What's the core difference?
People with a fixed mindset more focus on their image, evaluations, and performance, while those with a growth mindset value growth, learning, and challenges more.
So for someone with a fixed mindset, the most important thing in life is proving themselves, right? It is crucial to evaluate themselves, so whatever they do, the first thing they think about is whether it's embarrassing or not, and how they rank compared to others.
Their whole life is spent comparing themselves to others, which leads to arrogance, diva behaviors, lack of integrity, and avoidance of challenges since it's a fixed mindset.
But for people with a growth mindset, they believe the world is changing. They don't need to compare themselves to others in this life. The most important thing is whether they can improve and learn. Even if something is embarrassing, it's okay because they learned something new and are happy, right? That's the growth mindset.
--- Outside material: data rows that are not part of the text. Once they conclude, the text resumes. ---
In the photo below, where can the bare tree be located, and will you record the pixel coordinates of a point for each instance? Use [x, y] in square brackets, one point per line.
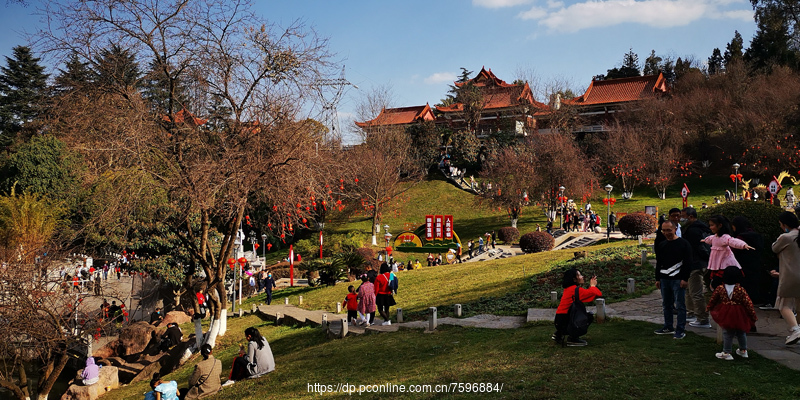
[514, 176]
[262, 73]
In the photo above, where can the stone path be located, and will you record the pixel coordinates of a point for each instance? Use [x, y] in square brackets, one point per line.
[768, 342]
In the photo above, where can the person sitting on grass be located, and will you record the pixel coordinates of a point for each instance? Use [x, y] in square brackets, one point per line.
[205, 381]
[162, 390]
[351, 301]
[258, 360]
[572, 279]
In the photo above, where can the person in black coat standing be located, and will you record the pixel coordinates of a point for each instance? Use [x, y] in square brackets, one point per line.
[749, 260]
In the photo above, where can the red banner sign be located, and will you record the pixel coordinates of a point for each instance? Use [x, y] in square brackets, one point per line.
[429, 227]
[439, 226]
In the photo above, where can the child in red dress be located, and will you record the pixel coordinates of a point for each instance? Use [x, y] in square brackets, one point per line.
[732, 309]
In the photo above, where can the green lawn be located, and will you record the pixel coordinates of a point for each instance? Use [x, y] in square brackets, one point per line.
[503, 286]
[624, 360]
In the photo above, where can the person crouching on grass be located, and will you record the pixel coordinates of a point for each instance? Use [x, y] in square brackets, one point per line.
[572, 278]
[351, 300]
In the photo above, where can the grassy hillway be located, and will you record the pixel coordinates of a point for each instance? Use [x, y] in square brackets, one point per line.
[623, 361]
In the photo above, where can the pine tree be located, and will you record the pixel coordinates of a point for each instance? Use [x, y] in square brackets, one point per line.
[734, 50]
[23, 89]
[771, 44]
[116, 70]
[652, 64]
[629, 68]
[715, 62]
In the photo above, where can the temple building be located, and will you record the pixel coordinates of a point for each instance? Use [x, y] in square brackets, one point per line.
[508, 107]
[603, 99]
[502, 106]
[402, 116]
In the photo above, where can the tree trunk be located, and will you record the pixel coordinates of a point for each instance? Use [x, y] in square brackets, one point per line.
[198, 332]
[53, 370]
[375, 223]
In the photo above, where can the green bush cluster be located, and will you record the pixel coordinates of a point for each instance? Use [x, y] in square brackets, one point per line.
[535, 242]
[762, 215]
[637, 224]
[332, 244]
[508, 234]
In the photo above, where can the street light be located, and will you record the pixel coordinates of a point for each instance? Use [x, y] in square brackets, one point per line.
[236, 244]
[563, 204]
[264, 245]
[608, 188]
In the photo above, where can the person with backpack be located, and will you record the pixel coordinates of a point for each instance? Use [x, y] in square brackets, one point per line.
[673, 265]
[571, 282]
[694, 232]
[384, 293]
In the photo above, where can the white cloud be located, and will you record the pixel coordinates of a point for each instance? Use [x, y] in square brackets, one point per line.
[499, 3]
[533, 13]
[440, 77]
[655, 13]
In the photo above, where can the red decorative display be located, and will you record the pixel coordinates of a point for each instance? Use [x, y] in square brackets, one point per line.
[429, 227]
[448, 226]
[438, 225]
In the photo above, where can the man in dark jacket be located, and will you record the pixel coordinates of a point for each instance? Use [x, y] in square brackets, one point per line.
[694, 232]
[673, 265]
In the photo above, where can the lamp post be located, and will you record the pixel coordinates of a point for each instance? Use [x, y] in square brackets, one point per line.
[563, 204]
[264, 245]
[236, 272]
[608, 188]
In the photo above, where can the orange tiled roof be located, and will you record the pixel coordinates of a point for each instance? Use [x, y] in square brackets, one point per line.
[184, 116]
[485, 78]
[496, 97]
[622, 90]
[400, 116]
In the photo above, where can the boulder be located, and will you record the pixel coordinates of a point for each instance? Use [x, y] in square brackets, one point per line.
[109, 379]
[134, 338]
[179, 317]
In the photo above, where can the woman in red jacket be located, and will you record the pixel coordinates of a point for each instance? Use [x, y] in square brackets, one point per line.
[573, 278]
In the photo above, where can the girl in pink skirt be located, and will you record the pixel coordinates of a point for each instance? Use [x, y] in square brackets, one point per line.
[721, 242]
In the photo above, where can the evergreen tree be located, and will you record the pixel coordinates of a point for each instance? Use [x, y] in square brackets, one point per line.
[772, 43]
[23, 88]
[715, 62]
[652, 64]
[156, 88]
[75, 76]
[116, 70]
[734, 51]
[629, 68]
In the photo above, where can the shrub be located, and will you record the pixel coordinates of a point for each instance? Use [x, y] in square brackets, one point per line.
[333, 244]
[637, 224]
[536, 242]
[508, 234]
[762, 215]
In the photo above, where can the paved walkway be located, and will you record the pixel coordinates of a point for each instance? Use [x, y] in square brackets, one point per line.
[768, 342]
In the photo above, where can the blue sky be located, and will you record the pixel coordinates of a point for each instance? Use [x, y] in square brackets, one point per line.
[417, 47]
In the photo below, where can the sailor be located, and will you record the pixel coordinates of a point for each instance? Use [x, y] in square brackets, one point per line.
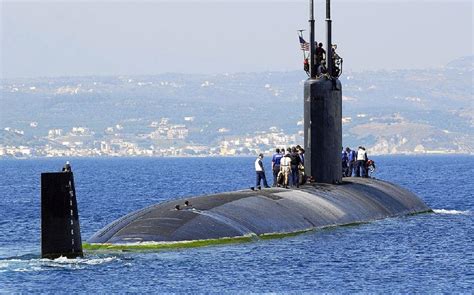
[345, 160]
[260, 172]
[301, 174]
[360, 163]
[320, 55]
[67, 167]
[351, 158]
[285, 168]
[295, 162]
[276, 165]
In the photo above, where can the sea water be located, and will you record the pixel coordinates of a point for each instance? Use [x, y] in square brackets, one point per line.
[423, 253]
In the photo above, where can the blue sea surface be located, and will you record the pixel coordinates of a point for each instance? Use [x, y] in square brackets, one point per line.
[426, 253]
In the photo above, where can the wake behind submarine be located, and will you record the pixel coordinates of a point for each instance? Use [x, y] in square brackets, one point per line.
[328, 200]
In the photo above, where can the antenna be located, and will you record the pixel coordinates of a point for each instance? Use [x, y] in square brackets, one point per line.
[312, 70]
[329, 38]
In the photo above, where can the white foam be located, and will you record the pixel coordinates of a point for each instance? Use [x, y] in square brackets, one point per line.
[28, 265]
[452, 212]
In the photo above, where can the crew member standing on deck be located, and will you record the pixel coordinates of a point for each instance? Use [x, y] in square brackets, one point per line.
[360, 163]
[276, 165]
[351, 155]
[67, 167]
[260, 172]
[285, 167]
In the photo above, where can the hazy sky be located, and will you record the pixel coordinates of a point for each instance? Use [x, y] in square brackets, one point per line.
[59, 38]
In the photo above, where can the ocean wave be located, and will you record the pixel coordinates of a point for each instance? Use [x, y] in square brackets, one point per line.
[38, 264]
[452, 212]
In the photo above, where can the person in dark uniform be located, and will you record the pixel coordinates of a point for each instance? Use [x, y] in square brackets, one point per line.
[276, 165]
[295, 162]
[351, 154]
[320, 54]
[67, 167]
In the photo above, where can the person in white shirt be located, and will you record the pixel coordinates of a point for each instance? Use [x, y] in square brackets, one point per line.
[360, 163]
[260, 171]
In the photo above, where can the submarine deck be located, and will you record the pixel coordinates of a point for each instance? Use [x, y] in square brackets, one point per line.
[269, 211]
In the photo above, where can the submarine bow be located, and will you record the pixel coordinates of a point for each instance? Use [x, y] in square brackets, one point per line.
[259, 213]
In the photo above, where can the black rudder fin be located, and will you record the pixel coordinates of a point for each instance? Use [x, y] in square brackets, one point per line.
[60, 230]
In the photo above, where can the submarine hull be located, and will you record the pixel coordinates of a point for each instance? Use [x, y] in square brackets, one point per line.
[269, 211]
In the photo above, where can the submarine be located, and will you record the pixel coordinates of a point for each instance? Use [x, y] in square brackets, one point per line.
[326, 200]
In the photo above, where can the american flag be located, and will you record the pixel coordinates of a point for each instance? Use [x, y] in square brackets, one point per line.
[304, 45]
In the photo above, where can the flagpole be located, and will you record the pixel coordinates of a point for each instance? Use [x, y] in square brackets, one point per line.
[312, 70]
[329, 38]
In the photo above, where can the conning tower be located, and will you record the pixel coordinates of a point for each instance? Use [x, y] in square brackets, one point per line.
[322, 111]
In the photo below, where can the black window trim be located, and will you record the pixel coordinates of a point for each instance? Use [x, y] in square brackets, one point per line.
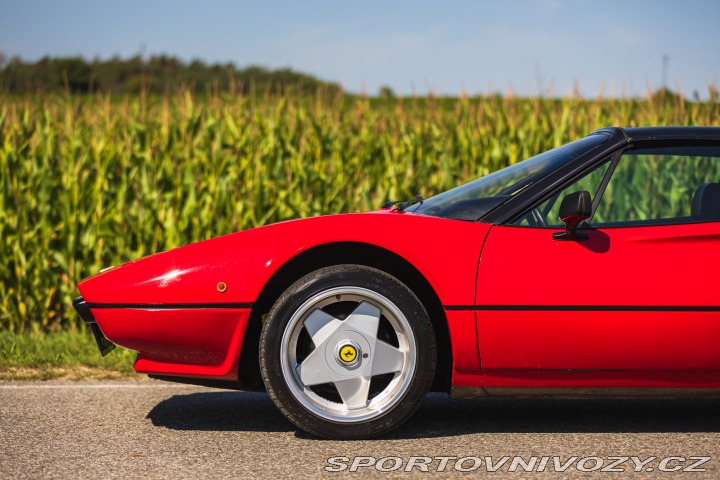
[594, 163]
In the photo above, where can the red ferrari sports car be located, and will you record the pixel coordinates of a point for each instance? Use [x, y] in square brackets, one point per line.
[590, 269]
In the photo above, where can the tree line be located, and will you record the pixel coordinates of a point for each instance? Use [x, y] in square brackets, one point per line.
[158, 74]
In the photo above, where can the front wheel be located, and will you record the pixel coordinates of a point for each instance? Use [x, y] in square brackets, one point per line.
[347, 352]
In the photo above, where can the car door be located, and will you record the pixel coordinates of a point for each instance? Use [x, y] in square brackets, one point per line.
[640, 293]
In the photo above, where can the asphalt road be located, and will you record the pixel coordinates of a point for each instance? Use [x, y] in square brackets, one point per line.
[152, 429]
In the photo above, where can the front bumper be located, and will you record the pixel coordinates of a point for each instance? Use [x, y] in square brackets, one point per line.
[83, 308]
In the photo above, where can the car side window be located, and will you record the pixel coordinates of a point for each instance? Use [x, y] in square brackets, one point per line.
[657, 186]
[546, 215]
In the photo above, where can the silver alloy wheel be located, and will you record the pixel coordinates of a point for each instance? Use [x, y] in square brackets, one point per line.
[348, 354]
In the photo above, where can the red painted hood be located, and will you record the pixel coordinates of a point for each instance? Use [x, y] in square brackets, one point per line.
[445, 251]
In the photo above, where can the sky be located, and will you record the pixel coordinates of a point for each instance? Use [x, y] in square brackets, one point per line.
[530, 47]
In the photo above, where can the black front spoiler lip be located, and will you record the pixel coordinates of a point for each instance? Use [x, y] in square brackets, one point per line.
[83, 308]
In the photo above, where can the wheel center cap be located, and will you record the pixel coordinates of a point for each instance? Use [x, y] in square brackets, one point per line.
[348, 353]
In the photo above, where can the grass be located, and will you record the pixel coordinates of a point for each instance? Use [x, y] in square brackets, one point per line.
[87, 182]
[66, 354]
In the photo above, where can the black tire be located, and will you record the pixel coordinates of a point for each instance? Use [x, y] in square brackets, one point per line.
[416, 383]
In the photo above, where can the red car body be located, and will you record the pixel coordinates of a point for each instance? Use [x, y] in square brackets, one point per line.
[629, 310]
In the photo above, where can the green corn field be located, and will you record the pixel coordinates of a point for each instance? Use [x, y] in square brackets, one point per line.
[87, 182]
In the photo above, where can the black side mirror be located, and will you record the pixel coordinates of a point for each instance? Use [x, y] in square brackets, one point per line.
[574, 208]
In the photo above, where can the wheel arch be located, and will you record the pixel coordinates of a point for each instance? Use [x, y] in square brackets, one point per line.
[337, 253]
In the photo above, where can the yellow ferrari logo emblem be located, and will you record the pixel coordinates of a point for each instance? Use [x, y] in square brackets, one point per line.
[348, 353]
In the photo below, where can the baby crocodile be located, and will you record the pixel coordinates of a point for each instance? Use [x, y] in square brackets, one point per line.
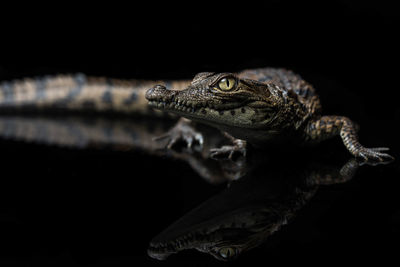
[256, 107]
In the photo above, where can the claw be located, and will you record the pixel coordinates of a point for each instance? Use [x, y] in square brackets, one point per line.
[182, 134]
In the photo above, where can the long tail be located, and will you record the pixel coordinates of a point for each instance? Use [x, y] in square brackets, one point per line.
[77, 93]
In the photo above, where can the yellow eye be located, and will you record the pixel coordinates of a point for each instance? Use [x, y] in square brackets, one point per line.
[227, 252]
[226, 84]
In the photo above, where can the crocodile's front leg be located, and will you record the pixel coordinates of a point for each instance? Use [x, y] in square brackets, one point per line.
[182, 134]
[329, 126]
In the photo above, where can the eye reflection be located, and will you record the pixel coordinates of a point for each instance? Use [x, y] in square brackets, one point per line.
[226, 83]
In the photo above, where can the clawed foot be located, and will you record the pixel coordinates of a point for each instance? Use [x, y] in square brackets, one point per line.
[182, 135]
[372, 155]
[237, 150]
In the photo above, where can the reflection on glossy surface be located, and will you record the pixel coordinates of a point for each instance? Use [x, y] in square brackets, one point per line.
[266, 190]
[252, 208]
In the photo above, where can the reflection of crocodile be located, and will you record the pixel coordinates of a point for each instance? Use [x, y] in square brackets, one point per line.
[247, 213]
[123, 134]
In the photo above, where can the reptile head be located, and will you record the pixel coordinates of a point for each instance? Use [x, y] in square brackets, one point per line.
[220, 99]
[224, 237]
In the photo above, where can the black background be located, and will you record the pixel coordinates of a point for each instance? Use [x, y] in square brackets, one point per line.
[95, 207]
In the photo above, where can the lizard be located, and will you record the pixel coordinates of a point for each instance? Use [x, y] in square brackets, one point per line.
[253, 107]
[257, 107]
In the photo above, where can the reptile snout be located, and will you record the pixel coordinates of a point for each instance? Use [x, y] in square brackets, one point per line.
[155, 93]
[160, 93]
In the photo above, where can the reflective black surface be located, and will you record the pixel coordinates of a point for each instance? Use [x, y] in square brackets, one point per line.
[99, 206]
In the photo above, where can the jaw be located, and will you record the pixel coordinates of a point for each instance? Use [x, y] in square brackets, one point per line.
[228, 115]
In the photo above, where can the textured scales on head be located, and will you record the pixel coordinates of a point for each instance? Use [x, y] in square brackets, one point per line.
[221, 99]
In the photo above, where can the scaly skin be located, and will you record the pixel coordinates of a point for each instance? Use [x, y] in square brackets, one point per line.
[259, 106]
[78, 93]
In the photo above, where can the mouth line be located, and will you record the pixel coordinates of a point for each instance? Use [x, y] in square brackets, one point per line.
[189, 107]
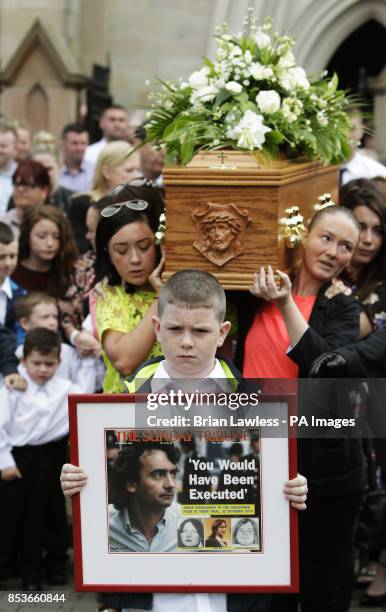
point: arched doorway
(361, 55)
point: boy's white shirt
(81, 371)
(188, 602)
(33, 417)
(161, 374)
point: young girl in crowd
(368, 272)
(31, 187)
(128, 259)
(295, 324)
(47, 262)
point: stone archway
(41, 83)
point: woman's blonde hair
(113, 154)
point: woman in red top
(294, 325)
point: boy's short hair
(44, 341)
(25, 304)
(6, 234)
(193, 289)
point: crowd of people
(83, 304)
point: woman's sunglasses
(112, 209)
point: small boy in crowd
(33, 440)
(9, 290)
(9, 362)
(191, 327)
(41, 310)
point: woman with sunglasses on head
(288, 328)
(129, 264)
(31, 187)
(368, 272)
(116, 165)
(47, 262)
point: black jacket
(236, 602)
(332, 466)
(8, 359)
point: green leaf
(265, 56)
(275, 136)
(242, 98)
(221, 97)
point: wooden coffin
(225, 213)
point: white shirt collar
(32, 386)
(6, 287)
(161, 374)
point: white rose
(233, 88)
(294, 78)
(247, 56)
(249, 132)
(205, 94)
(299, 74)
(260, 72)
(268, 101)
(198, 79)
(262, 40)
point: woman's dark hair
(32, 171)
(364, 192)
(6, 234)
(244, 521)
(215, 526)
(62, 264)
(197, 525)
(333, 210)
(126, 466)
(106, 229)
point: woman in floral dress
(368, 270)
(128, 262)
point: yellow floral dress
(120, 311)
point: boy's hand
(15, 381)
(10, 473)
(295, 491)
(72, 479)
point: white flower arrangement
(253, 96)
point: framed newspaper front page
(183, 499)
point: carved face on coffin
(220, 229)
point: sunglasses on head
(25, 183)
(112, 209)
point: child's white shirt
(82, 371)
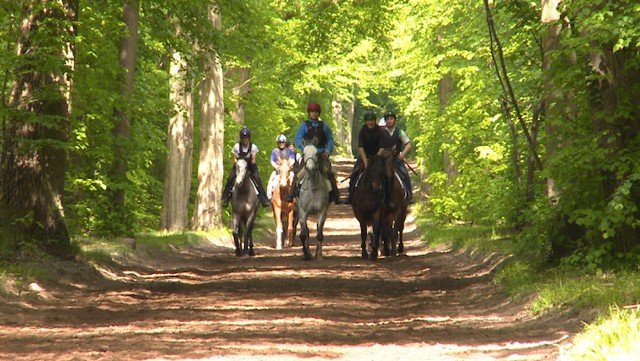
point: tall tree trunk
(445, 88)
(33, 154)
(206, 214)
(553, 100)
(177, 176)
(336, 111)
(351, 133)
(122, 128)
(615, 83)
(240, 93)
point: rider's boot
(387, 194)
(262, 194)
(352, 185)
(226, 194)
(334, 186)
(295, 189)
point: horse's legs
(304, 238)
(294, 226)
(277, 214)
(375, 239)
(236, 235)
(363, 240)
(320, 236)
(248, 239)
(289, 233)
(400, 225)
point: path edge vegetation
(606, 300)
(523, 114)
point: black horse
(244, 202)
(368, 204)
(395, 213)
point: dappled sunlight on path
(206, 304)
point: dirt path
(208, 304)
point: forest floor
(204, 303)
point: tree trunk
(206, 214)
(351, 133)
(553, 110)
(445, 87)
(336, 111)
(240, 93)
(122, 128)
(33, 153)
(615, 83)
(177, 178)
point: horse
(368, 204)
(284, 212)
(312, 200)
(394, 214)
(244, 203)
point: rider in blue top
(312, 128)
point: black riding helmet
(245, 133)
(390, 115)
(369, 116)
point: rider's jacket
(244, 155)
(394, 139)
(316, 132)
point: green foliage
(613, 337)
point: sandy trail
(205, 303)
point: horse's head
(310, 157)
(387, 156)
(375, 173)
(241, 171)
(312, 141)
(284, 173)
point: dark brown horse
(395, 214)
(368, 204)
(283, 211)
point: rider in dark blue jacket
(312, 128)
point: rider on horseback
(281, 153)
(244, 149)
(314, 128)
(372, 141)
(398, 141)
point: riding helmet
(390, 115)
(313, 107)
(245, 133)
(369, 116)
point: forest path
(205, 303)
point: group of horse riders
(373, 139)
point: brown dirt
(205, 303)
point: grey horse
(244, 203)
(313, 200)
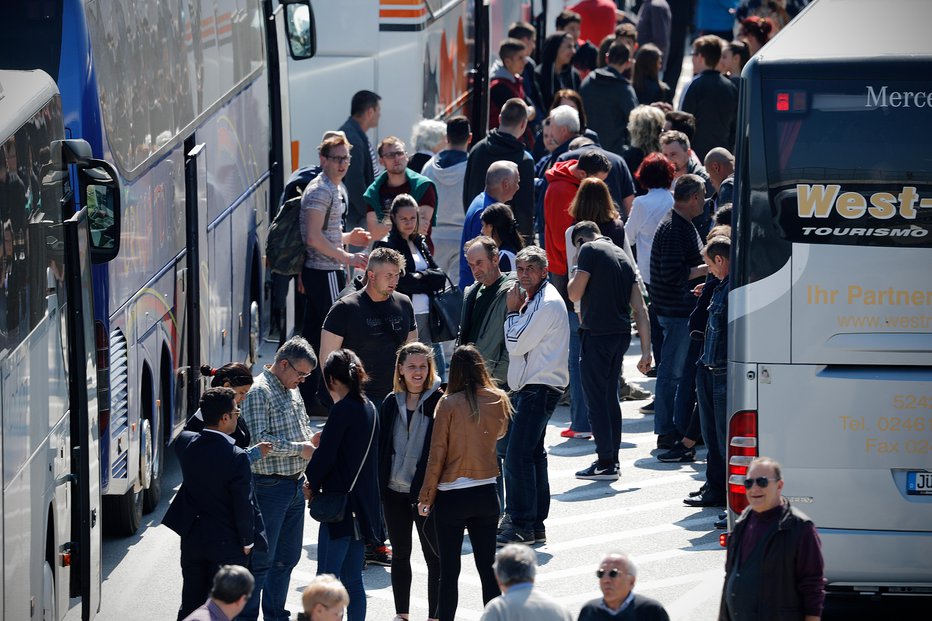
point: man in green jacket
(484, 307)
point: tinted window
(30, 209)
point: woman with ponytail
(237, 376)
(459, 487)
(347, 458)
(405, 424)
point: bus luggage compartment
(855, 443)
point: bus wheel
(254, 332)
(153, 492)
(49, 602)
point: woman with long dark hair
(459, 488)
(405, 424)
(498, 222)
(556, 70)
(646, 75)
(347, 458)
(421, 275)
(237, 376)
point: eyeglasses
(612, 573)
(762, 482)
(300, 374)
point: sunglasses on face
(762, 482)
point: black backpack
(284, 247)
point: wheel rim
(145, 455)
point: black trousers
(400, 518)
(199, 563)
(476, 510)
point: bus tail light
(742, 448)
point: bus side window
(301, 29)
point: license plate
(918, 482)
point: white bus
(830, 312)
(187, 99)
(49, 428)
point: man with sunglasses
(212, 512)
(398, 179)
(274, 412)
(617, 574)
(773, 567)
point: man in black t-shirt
(373, 322)
(604, 281)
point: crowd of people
(593, 209)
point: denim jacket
(715, 349)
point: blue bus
(185, 97)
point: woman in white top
(421, 277)
(655, 174)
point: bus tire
(153, 493)
(49, 601)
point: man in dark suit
(617, 574)
(365, 111)
(212, 511)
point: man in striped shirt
(274, 412)
(675, 261)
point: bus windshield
(817, 131)
(843, 162)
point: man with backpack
(323, 206)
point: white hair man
(515, 568)
(617, 575)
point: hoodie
(561, 189)
(609, 98)
(501, 146)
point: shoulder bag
(330, 507)
(446, 307)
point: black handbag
(446, 307)
(330, 507)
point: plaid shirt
(275, 414)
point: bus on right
(830, 312)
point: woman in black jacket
(405, 425)
(348, 445)
(422, 276)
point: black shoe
(599, 473)
(705, 500)
(381, 555)
(514, 535)
(679, 453)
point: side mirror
(301, 28)
(99, 191)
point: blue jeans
(670, 371)
(343, 557)
(527, 485)
(579, 413)
(685, 401)
(282, 504)
(711, 395)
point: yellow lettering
(851, 205)
(908, 198)
(815, 201)
(882, 205)
(854, 292)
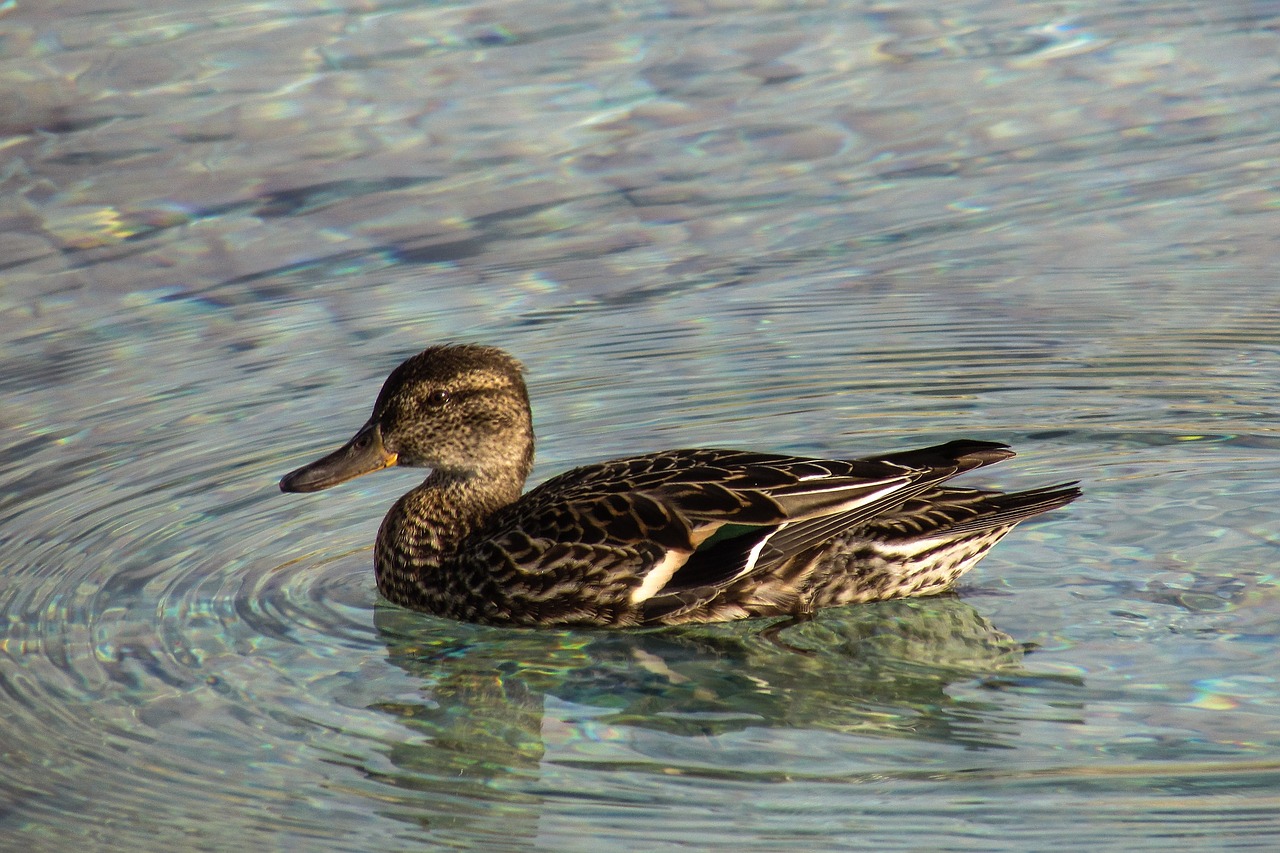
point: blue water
(813, 228)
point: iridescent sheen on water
(810, 228)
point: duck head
(458, 409)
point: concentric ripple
(816, 228)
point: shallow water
(813, 228)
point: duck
(666, 538)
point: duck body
(685, 536)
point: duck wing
(694, 520)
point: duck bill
(364, 454)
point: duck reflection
(878, 670)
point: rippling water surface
(821, 228)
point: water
(812, 228)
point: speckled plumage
(686, 536)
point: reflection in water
(489, 696)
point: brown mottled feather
(666, 538)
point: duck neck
(423, 533)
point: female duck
(688, 536)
Those with it tend to be more honest because they don't see the outcome of this particular interaction as vital. They believe there will be future opportunities to connect and collaborate, right? And they're more willing to accept challenges and failures because as long as they learn, that's enough.
There's an interesting experiment called the "Blurred Handwriting Test."
The author brought in two groups of students and first tested their mindsets through a questionnaire to see who leaned more fixed versus growth.
Then she gave both groups two sets of questions of similar difficulty. In the first part, both groups performed about the same since the questions were relatively simple. But in the second half, there was a twist - the questions had blurred handwriting, like a pirated book with typos and smudges, forcing you to guess the words. It was intentionally a low-quality set meant to test them.
The results were strikingly different this time. 72% of those with a growth mindset continued working on and solved those blurred questions, while only 35% of the fixed mindset group persisted.